Detecting Frame Deletion and Insertion in Video
Removing or inserting frames breaks the temporal continuity of inter-frame compression and leaves measurable artifacts in motion vectors, GOP structure, and container timestamps. This topic explains how forensic examiners parse these artifacts to identify and localise tampering in digital video files.
Last updated:
Frame deletion and insertion detection is the forensic discipline of identifying whether individual frames have been removed from or added to a digital video file to alter what the recording shows. Modern video codecs such as H.264 and H.265 do not store every frame as a complete image. They store most frames as compressed differences from a reference frame, so removing or inserting a single frame breaks the reference chain and leaves measurable artifacts. Examiners look for these artifacts in three places: the container's timestamp sequence, the codec's Group of Pictures (GOP) structure, and the inter-frame residuals produced when predicted and actual frame data no longer agree.

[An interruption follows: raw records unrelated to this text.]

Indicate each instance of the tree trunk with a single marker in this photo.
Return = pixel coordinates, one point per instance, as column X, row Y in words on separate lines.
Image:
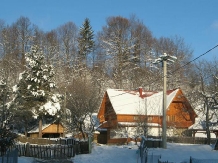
column 40, row 128
column 207, row 122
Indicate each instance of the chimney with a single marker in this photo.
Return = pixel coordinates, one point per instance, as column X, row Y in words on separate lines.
column 140, row 91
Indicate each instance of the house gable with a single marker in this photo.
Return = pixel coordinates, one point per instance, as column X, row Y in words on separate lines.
column 180, row 113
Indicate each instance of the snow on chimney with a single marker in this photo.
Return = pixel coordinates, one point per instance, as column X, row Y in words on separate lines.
column 140, row 91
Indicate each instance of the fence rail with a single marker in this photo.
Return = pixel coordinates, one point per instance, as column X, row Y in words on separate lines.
column 10, row 156
column 195, row 160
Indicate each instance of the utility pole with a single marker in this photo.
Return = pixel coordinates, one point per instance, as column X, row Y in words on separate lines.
column 163, row 59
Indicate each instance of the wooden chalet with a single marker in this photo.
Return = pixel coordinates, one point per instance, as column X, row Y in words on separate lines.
column 52, row 130
column 121, row 112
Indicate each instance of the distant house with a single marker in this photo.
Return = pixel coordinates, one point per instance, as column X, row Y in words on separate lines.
column 122, row 112
column 199, row 128
column 52, row 130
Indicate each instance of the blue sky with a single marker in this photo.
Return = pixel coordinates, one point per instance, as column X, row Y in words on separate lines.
column 194, row 20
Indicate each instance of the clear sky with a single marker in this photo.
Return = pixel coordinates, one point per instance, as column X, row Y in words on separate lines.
column 194, row 20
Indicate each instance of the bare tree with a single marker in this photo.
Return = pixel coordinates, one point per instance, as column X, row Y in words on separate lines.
column 82, row 102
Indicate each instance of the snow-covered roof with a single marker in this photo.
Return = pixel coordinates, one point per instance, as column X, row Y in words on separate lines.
column 130, row 102
column 200, row 121
column 36, row 129
column 135, row 124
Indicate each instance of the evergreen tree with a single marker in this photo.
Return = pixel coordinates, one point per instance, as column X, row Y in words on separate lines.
column 34, row 94
column 86, row 42
column 7, row 137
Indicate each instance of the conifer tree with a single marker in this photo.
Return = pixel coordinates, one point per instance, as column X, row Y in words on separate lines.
column 85, row 40
column 7, row 136
column 34, row 94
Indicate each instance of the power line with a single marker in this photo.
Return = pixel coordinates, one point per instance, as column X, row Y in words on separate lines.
column 187, row 63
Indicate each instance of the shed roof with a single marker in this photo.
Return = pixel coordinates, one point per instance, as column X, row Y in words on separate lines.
column 130, row 102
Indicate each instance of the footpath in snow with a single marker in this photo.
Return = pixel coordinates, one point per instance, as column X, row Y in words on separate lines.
column 176, row 153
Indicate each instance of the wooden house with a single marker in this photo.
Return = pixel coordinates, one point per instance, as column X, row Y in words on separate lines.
column 52, row 130
column 124, row 114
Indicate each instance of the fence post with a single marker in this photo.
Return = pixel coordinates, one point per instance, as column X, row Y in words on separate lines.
column 90, row 144
column 27, row 153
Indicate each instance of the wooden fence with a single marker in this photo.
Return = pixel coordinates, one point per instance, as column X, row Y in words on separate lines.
column 46, row 151
column 10, row 156
column 195, row 160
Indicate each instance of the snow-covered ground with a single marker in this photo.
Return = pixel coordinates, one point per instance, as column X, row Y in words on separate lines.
column 177, row 153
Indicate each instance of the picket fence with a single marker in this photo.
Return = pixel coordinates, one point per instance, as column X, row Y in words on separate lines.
column 10, row 156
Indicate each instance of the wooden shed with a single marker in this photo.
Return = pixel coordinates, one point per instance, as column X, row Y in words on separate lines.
column 52, row 130
column 122, row 112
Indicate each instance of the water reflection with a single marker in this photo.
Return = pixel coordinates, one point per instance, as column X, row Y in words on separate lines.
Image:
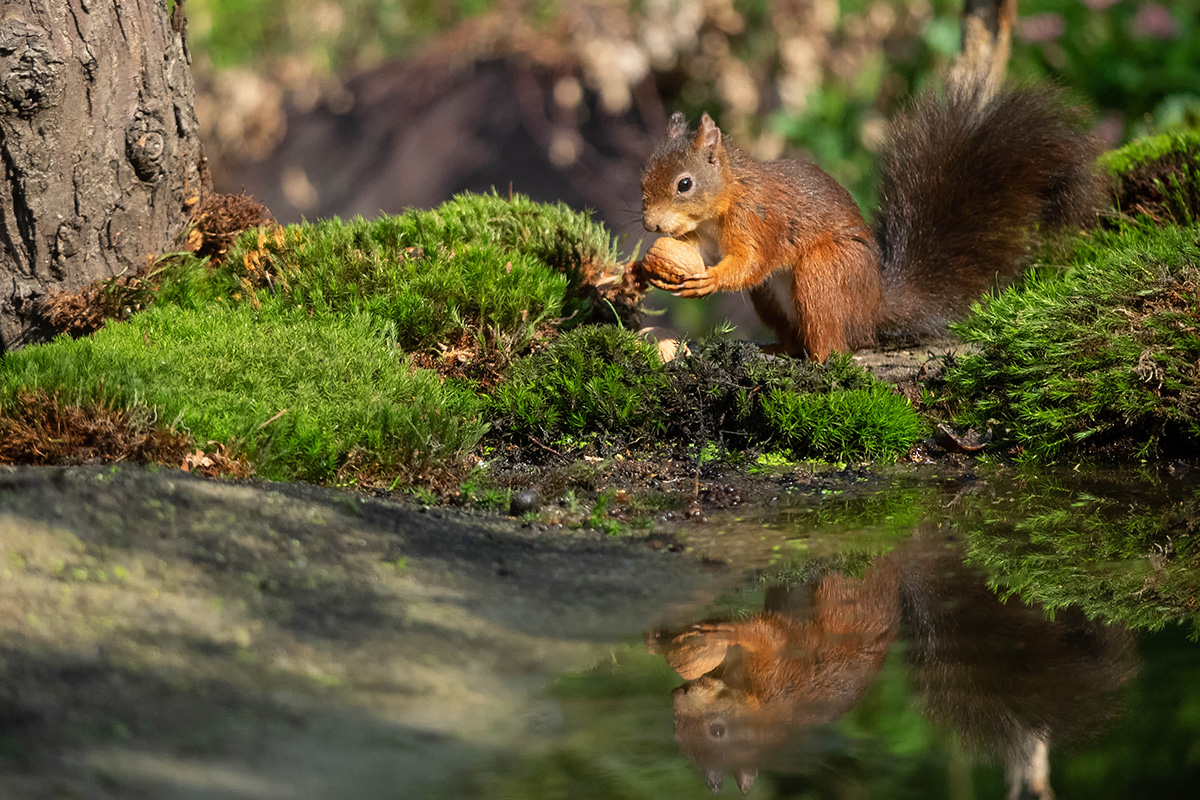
column 1012, row 683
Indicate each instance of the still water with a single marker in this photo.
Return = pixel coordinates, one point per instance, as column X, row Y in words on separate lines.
column 1025, row 636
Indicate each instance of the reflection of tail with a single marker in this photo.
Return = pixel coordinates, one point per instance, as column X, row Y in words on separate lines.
column 1027, row 770
column 807, row 659
column 1002, row 675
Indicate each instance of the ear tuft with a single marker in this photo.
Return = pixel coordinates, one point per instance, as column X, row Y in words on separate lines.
column 677, row 125
column 708, row 138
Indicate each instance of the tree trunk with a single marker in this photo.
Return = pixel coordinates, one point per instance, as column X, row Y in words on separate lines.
column 100, row 146
column 987, row 43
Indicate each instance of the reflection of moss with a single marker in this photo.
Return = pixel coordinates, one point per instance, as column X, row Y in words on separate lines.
column 1158, row 176
column 1126, row 557
column 615, row 743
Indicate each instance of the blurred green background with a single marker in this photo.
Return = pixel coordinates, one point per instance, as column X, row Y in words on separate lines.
column 816, row 76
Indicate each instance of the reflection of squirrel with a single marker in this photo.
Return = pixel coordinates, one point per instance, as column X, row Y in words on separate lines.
column 964, row 181
column 804, row 661
column 1008, row 680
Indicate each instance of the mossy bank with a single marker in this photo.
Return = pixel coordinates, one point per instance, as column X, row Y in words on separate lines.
column 406, row 352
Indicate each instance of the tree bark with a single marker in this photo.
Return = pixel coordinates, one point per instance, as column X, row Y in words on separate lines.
column 99, row 144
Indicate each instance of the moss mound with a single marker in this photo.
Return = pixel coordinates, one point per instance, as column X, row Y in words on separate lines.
column 1120, row 555
column 304, row 354
column 1158, row 178
column 1107, row 355
column 1099, row 352
column 306, row 401
column 605, row 384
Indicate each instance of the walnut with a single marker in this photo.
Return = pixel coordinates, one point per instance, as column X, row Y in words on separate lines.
column 671, row 260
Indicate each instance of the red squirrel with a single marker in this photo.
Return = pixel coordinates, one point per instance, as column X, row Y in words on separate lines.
column 966, row 181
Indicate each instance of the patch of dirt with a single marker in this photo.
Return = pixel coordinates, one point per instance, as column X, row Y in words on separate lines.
column 83, row 312
column 220, row 220
column 1165, row 188
column 165, row 636
column 41, row 429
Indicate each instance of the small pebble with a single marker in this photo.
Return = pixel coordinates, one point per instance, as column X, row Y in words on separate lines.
column 525, row 501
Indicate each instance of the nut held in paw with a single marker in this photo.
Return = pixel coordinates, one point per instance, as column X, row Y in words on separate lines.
column 671, row 260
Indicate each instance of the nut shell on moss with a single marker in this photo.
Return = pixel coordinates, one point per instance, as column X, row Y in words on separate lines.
column 671, row 260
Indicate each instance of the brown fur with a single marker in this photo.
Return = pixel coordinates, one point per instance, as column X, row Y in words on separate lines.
column 966, row 181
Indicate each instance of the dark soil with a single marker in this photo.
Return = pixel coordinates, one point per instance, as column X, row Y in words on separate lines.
column 165, row 636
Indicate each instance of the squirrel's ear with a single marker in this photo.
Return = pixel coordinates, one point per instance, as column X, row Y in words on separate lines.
column 677, row 125
column 708, row 138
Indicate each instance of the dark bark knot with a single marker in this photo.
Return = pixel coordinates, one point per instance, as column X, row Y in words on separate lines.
column 145, row 144
column 33, row 73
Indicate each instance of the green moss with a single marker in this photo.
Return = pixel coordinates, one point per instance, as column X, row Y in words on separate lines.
column 844, row 425
column 1105, row 353
column 479, row 268
column 300, row 398
column 605, row 382
column 1158, row 178
column 1149, row 149
column 595, row 380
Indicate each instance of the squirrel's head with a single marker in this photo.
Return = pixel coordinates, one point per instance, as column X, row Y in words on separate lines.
column 684, row 176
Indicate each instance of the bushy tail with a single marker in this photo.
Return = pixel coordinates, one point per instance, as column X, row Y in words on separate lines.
column 966, row 180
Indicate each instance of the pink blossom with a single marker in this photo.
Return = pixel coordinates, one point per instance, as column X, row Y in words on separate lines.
column 1155, row 22
column 1041, row 28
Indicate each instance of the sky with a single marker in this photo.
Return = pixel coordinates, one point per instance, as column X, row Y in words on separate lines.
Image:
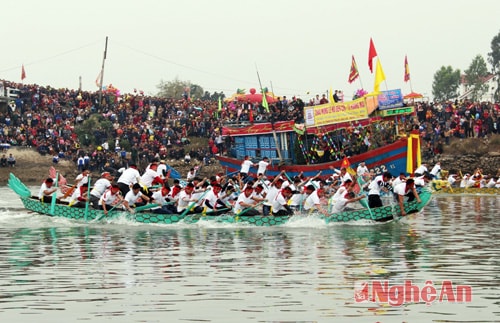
column 297, row 48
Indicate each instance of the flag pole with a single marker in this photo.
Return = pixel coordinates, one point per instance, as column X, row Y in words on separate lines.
column 276, row 143
column 102, row 72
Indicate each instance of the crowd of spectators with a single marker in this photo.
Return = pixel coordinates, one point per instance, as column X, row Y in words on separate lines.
column 142, row 128
column 439, row 122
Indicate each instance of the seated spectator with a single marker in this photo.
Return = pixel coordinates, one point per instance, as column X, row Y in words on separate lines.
column 11, row 161
column 3, row 161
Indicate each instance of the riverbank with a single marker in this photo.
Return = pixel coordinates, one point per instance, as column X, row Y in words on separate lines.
column 461, row 155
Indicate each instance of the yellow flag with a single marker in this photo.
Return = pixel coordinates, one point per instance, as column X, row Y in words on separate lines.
column 379, row 77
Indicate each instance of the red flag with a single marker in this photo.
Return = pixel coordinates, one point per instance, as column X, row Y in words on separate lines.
column 23, row 73
column 345, row 163
column 372, row 53
column 407, row 70
column 353, row 74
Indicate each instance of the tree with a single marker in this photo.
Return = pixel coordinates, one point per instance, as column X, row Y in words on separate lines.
column 178, row 89
column 445, row 84
column 475, row 76
column 494, row 60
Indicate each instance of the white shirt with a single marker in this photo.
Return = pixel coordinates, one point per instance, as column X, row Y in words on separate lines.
column 361, row 170
column 242, row 198
column 129, row 176
column 262, row 167
column 148, row 177
column 159, row 198
column 212, row 198
column 435, row 170
column 339, row 205
column 311, row 201
column 400, row 189
column 339, row 194
column 183, row 201
column 160, row 169
column 421, row 169
column 43, row 188
column 101, row 185
column 108, row 198
column 376, row 185
column 245, row 166
column 279, row 202
column 272, row 192
column 398, row 181
column 131, row 197
column 80, row 180
column 491, row 183
column 451, row 179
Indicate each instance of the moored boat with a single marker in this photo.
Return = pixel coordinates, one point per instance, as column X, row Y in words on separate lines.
column 330, row 133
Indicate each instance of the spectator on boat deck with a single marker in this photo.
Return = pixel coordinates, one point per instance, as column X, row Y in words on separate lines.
column 11, row 161
column 82, row 178
column 398, row 180
column 245, row 168
column 263, row 166
column 272, row 192
column 375, row 188
column 79, row 196
column 341, row 202
column 246, row 202
column 110, row 198
column 452, row 179
column 46, row 190
column 343, row 173
column 491, row 183
column 191, row 174
column 361, row 169
column 165, row 201
column 186, row 198
column 403, row 190
column 280, row 203
column 323, row 99
column 436, row 170
column 100, row 186
column 346, row 187
column 133, row 196
column 162, row 169
column 421, row 181
column 212, row 199
column 129, row 177
column 312, row 201
column 150, row 176
column 421, row 170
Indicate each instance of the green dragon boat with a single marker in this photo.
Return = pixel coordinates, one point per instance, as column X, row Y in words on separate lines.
column 443, row 187
column 381, row 214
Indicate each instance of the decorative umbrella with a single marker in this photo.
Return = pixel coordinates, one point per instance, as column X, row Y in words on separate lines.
column 252, row 97
column 413, row 95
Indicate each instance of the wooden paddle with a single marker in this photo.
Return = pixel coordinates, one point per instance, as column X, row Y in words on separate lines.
column 190, row 206
column 248, row 209
column 104, row 214
column 146, row 207
column 54, row 197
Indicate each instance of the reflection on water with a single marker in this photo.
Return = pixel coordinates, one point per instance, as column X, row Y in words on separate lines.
column 68, row 272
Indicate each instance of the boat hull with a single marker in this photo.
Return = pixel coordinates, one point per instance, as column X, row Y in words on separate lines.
column 391, row 158
column 385, row 213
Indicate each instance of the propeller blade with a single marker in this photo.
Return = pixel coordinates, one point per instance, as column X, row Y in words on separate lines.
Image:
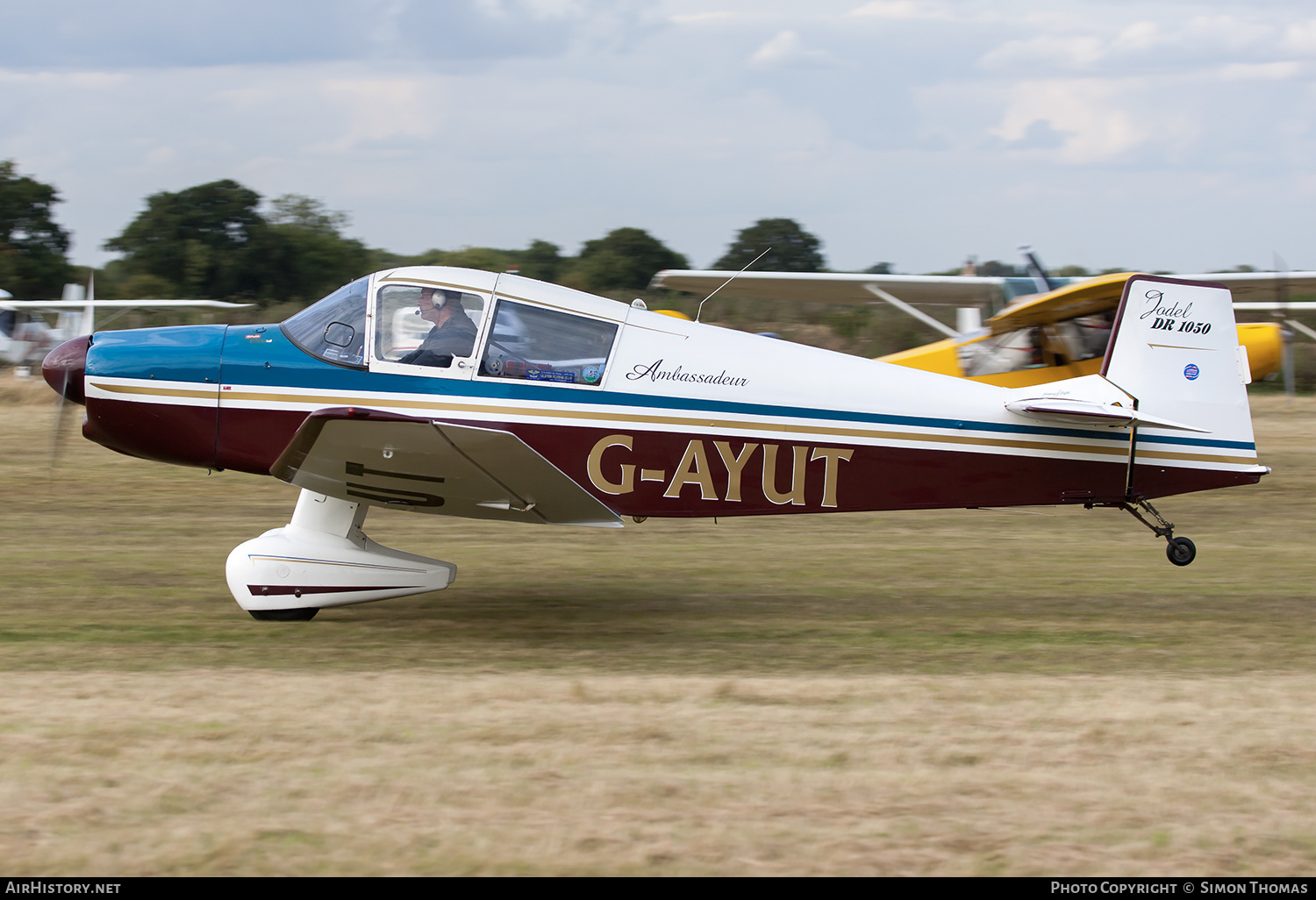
column 57, row 439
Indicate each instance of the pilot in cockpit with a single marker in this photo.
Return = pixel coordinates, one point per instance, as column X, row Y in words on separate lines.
column 453, row 333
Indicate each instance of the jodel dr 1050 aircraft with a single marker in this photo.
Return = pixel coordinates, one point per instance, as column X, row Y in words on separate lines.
column 461, row 392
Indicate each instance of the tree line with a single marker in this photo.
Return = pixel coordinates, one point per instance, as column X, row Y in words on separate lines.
column 223, row 241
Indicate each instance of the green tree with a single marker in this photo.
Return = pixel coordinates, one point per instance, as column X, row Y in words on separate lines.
column 794, row 249
column 626, row 258
column 307, row 215
column 204, row 239
column 997, row 268
column 542, row 261
column 33, row 249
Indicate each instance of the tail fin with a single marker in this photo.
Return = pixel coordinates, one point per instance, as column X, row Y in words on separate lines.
column 1176, row 352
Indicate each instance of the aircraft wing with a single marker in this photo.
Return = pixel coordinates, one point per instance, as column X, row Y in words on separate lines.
column 833, row 287
column 1261, row 286
column 418, row 465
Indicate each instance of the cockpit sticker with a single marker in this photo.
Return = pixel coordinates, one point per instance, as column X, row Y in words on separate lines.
column 536, row 374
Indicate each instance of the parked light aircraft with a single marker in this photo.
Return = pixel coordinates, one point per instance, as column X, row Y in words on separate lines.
column 26, row 337
column 560, row 407
column 1049, row 329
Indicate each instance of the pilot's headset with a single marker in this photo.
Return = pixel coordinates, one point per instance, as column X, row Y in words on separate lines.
column 439, row 297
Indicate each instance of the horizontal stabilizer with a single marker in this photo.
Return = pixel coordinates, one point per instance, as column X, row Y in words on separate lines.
column 1084, row 412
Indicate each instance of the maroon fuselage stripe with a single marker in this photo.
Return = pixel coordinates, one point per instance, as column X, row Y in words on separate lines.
column 876, row 478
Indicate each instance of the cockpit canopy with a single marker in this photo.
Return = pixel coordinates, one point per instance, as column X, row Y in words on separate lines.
column 433, row 323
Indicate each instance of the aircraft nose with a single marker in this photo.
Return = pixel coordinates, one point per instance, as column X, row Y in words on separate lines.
column 66, row 366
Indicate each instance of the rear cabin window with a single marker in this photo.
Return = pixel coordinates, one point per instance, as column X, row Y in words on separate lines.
column 334, row 328
column 542, row 345
column 426, row 325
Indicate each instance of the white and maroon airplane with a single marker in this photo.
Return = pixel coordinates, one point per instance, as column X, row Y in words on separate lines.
column 461, row 392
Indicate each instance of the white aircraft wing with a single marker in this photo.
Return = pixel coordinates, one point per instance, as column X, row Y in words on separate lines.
column 55, row 305
column 833, row 287
column 434, row 468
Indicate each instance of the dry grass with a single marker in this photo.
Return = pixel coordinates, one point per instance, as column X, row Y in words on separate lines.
column 423, row 773
column 952, row 692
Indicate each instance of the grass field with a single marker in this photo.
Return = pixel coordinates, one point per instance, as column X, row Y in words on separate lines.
column 948, row 692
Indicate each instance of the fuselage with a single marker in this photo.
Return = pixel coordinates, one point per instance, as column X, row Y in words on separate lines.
column 665, row 418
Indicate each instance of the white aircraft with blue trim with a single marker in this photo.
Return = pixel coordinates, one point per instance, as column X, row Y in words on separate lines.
column 460, row 392
column 26, row 337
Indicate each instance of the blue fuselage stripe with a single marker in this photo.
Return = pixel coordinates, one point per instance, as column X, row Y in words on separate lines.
column 266, row 358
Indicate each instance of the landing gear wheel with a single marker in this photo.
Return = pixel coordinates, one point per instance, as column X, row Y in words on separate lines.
column 1181, row 552
column 303, row 615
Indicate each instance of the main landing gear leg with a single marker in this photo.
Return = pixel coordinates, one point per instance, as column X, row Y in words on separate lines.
column 321, row 558
column 1181, row 552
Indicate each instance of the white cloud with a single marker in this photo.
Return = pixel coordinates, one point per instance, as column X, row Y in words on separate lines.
column 1276, row 71
column 1084, row 111
column 902, row 10
column 786, row 49
column 969, row 125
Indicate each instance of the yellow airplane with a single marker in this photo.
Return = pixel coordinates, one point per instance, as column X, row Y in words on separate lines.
column 1050, row 328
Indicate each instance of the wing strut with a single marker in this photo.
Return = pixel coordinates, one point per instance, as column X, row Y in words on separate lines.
column 905, row 308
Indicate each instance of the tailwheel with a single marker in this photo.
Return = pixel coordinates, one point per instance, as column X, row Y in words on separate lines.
column 303, row 615
column 1181, row 552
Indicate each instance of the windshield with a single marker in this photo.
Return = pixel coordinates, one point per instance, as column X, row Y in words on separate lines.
column 334, row 328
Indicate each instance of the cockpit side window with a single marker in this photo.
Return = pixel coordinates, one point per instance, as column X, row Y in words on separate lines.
column 541, row 345
column 423, row 325
column 334, row 328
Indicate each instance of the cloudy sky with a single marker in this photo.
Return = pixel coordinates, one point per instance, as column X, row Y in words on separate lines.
column 1158, row 136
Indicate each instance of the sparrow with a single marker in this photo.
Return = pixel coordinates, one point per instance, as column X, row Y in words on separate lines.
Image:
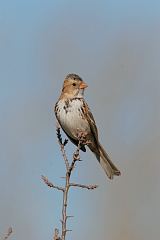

The practical motivation for this analysis is significant. Video evidence from surveillance cameras, body-worn cameras, and mobile devices is routinely submitted in criminal and civil proceedings. A recording that has had frames removed to conceal an event, or frames inserted to fabricate one, can change the outcome of a case. Courts in multiple jurisdictions now expect authentication evidence: UK guidance under the College of Policing Digital Media Advisor framework, US Federal Rules of Evidence Rule 901(b)(9), the Bharatiya Sakshya Adhiniyam 2023 in India, and the EU's electronic evidence frameworks all require that digital evidence be shown to be what it purports to be before it is given weight.
Frame-level tampering detection sits within the broader discipline of video authentication, alongside double-compression analysis, source-camera matching, and metadata verification. It is distinct from enhancement work, which is concerned with improving visibility, not with establishing integrity. An examiner asked to authenticate a video must document the baseline codec parameters, extract and plot the GOP structure, compute inter-frame differences, and compare measured values against the statistical baseline for unmodified recordings from that camera or codec. The output is a reproducible, documented finding that can be cross-examined.
By the end of this topic you will be able to:
- Explain how inter-frame compression makes frame deletion and insertion detectable at the codec level.
- Describe how to extract and interpret GOP structure and identify anomalous GOP lengths that indicate tampering.
- Use container timestamp analysis to locate gaps or duplications consistent with frame deletion or insertion.
- Compute inter-frame residuals and explain why elevated residuals at a specific frame boundary are forensically significant.
- Explain what re-encoding does to frame-tampering artifacts and how double-compression analysis compensates.
- Group of Pictures (GOP)
- The repeating unit of inter-frame compressed video. A GOP begins with an I-frame (a complete image) followed by a fixed or near-fixed number of P-frames and B-frames. Tampering changes the frame count within at least one GOP, producing an anomalous GOP length.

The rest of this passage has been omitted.